Hiring a Divorce Lawyer
When a divorce is inevitable, you should immediately consider hiring a divorce attorney to protect your interests. Make sure you retain an attorney who can calmly explain to you how the divorce process works and who you are comfortable dealing with.
January 10th, 2013
It is said that marriages are made in heaven. If this is true, are divorces made in hell? I don’t believe so. Divorce is the result of a marriage not working out. The dissolution of a marriage takes place in the courthouse. Children born from the marriage are victims in a divorce. Children want their parents’ marriage to work. They want their parents to get along and stay together. They don’t understand the issues that cause their parents to divorce.
The standard for determining custody of the parties’ children is the “children’s best interest.” Which parent has superior parenting skills? Which parent enriches the children’s lives more? Which parent has been the nurturing parent or primarily involved in taking care of the children’s basic needs during the course of their minority? These issues are considered in determining what the children’s best interests are. Courts always render their decision concerning child custody and visitation related to what they believe is the children’s best interest.
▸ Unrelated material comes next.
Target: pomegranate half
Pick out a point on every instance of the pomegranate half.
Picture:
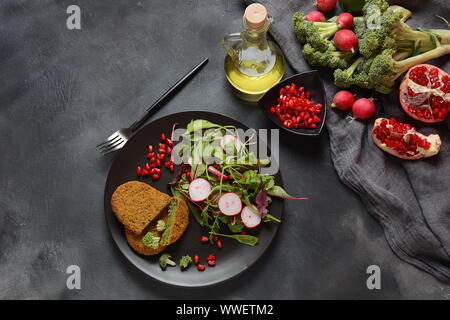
(403, 141)
(425, 93)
What is joint custody? It is the sharing of parenting-time each parent has with the children; sharing responsibility in the children’s lives; having each parent contribute to the decision making process concerning the best interests of the children. Joint custody does not mean that the children live in two different places during the course of their minority. Generally speaking, there is one residential custodial parent and a non-residential custodial parent. Instead of one parent getting visitation with the children and the other parents having custody, each parent has parenting time with the children.
Parents Not Friends
Children need their parents. A parent’s responsibility is to educate their children, support their children and love their children. Sometimes parents have to take a tough line with their children to see to it they become responsible, law abiding, appropriate human beings. Tough love can be difficult but sometimes it is necessary in child rearing. Parents must distinguish themselves from the children’s friends.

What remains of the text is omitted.